Spotify was an early mover ahead of the Nov. 1 follow-through day. But, as leaders often do, it gave us another buy opportunity when it tightened up and consolidated its gains.
Seeing the moving average lines across multiple time frames come together was our clue for a swing trading entry on Spotify stock. Holding short-term moving average lines was our clue to keep it for longer.
Swing Trading Example: Spotify Stock
A strong move on Q3 earnings launched Spotify 10% while the market indexes were making lows. At its near-term peak at the beginning of December (1) the stock was up 40% in seven weeks. Even if you miss a leader, it's worth watching for another chance.

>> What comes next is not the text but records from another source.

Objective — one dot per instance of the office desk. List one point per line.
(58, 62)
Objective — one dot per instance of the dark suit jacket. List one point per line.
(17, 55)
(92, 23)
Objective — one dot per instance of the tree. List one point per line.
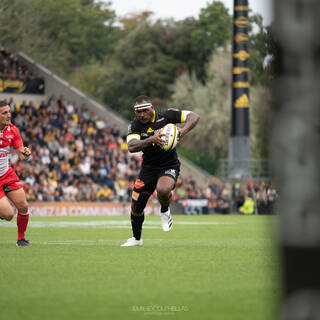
(62, 34)
(212, 101)
(262, 51)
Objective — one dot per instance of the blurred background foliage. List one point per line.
(184, 64)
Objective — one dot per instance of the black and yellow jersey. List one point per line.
(154, 156)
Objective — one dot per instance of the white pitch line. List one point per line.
(107, 224)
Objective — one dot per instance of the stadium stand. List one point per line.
(80, 155)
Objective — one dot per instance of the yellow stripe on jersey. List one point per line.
(133, 136)
(184, 114)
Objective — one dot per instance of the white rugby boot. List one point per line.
(166, 220)
(132, 242)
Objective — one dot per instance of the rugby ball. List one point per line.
(170, 136)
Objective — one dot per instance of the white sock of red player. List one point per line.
(22, 223)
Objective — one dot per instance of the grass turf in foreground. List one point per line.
(227, 270)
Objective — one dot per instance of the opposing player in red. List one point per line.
(10, 185)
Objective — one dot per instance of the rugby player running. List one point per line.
(160, 169)
(10, 185)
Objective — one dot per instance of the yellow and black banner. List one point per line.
(240, 70)
(34, 85)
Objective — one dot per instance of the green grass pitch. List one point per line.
(207, 267)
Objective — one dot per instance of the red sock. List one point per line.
(22, 223)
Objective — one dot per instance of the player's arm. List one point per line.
(190, 119)
(136, 145)
(24, 153)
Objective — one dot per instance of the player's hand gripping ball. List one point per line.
(170, 136)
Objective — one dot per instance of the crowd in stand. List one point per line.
(16, 78)
(77, 156)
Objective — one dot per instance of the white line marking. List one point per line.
(114, 224)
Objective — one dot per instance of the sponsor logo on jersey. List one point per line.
(171, 172)
(139, 184)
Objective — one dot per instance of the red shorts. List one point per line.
(9, 182)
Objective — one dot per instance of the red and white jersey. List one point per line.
(9, 137)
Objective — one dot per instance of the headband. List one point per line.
(142, 106)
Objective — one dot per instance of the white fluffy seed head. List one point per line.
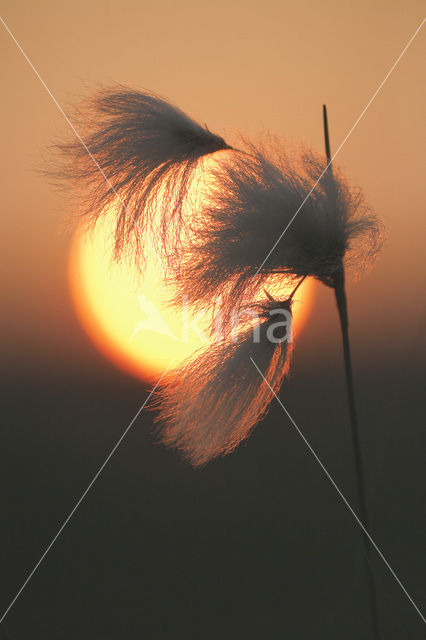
(144, 152)
(211, 403)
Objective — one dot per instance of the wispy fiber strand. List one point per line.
(253, 197)
(148, 149)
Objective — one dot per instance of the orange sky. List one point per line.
(233, 65)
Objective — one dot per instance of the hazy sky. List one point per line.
(233, 65)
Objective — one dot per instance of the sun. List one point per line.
(127, 316)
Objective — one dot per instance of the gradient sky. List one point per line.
(232, 65)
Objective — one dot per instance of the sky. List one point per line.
(236, 67)
(260, 541)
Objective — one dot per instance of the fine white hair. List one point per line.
(214, 399)
(143, 155)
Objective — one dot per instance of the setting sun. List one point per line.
(126, 315)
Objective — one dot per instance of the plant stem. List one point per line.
(339, 290)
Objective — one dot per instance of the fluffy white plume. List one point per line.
(147, 151)
(210, 404)
(255, 195)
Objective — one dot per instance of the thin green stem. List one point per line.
(339, 289)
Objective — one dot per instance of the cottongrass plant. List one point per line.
(145, 155)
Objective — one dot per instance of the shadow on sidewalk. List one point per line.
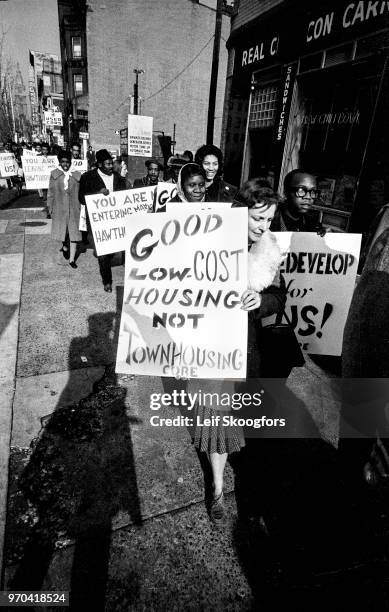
(301, 539)
(80, 474)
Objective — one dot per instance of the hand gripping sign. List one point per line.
(185, 273)
(320, 277)
(110, 216)
(37, 170)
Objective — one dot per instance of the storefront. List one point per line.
(312, 85)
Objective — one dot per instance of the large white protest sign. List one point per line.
(79, 165)
(37, 170)
(140, 135)
(111, 215)
(184, 277)
(320, 277)
(164, 192)
(8, 165)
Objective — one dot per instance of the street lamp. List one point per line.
(137, 72)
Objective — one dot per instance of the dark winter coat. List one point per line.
(64, 206)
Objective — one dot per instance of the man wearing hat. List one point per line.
(102, 180)
(152, 177)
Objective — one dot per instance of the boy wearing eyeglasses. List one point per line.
(296, 214)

Spotify formed a flat base over the next few weeks with a depth of just 9%. Unlike our Microsoft example last week, Spotify didn't meet up with its 50-day moving average line. But a clue to its tight action was how the 5-, 10- and 21-day moving average lines all converged together. Then Spotify stock hugged those converged lines.
It's an important swing trading setup to recognize. Then you just wait for the stock to bounce meaningfully. When that happened, Spotify stock broke a mild downtrend with a 2.5% gain on heavier than average volume (2). It joined SwingTrader that day.
Taking Gains
Normally, we try to take profits in thirds. Selling into strength helps manage a position, especially when you go with larger position sizes. It usually keeps our holding times relatively short. It is swing trading, after all.
Spotify stock started out with that normal procedure. We took our first third off when we had a 2.5% gain a couple days after our entry (3). But the power of the rally and the strength in many individual stocks, slowed down our selling beyond that.
There were really only two tests along the run for Spotify. One day it came down and briefly tested its 21-day line but then reversed and finished the day strongly (4). Another day, Spotify barely closed below its 5-day moving average (5) but was back in rally mode the next day.
As market breadth narrowed, we kept some of the winning stock for longer. Since it's sometimes hard to get exposure back with extended stocks, we've been letting more and more stocks run — as long as they are acting right.
Earnings Still A Difficult Hold
Earnings season is still a tough time for holding swing trading positions. This earnings season saw some phenomenal moves by the likes of Meta Platforms, Super Micro Computerand Arm Holdings. But on Friday, it's clear with Dropbox that things can go the other way with 20%-plus moves to the downside.
For Spotify stock, we exited the remaining two-thirds the day before its earnings report (6). Sure, we missed out on the 11% gap up at the open after its earnings report (7). But you never know going in what reaction you will get. There is always the option to turn part of the position from a swing trade to more of a position trade. The key is making sure your position size is small enough to protect your portfolio if there's a bad reaction but large enough to be meaningful if it performs well.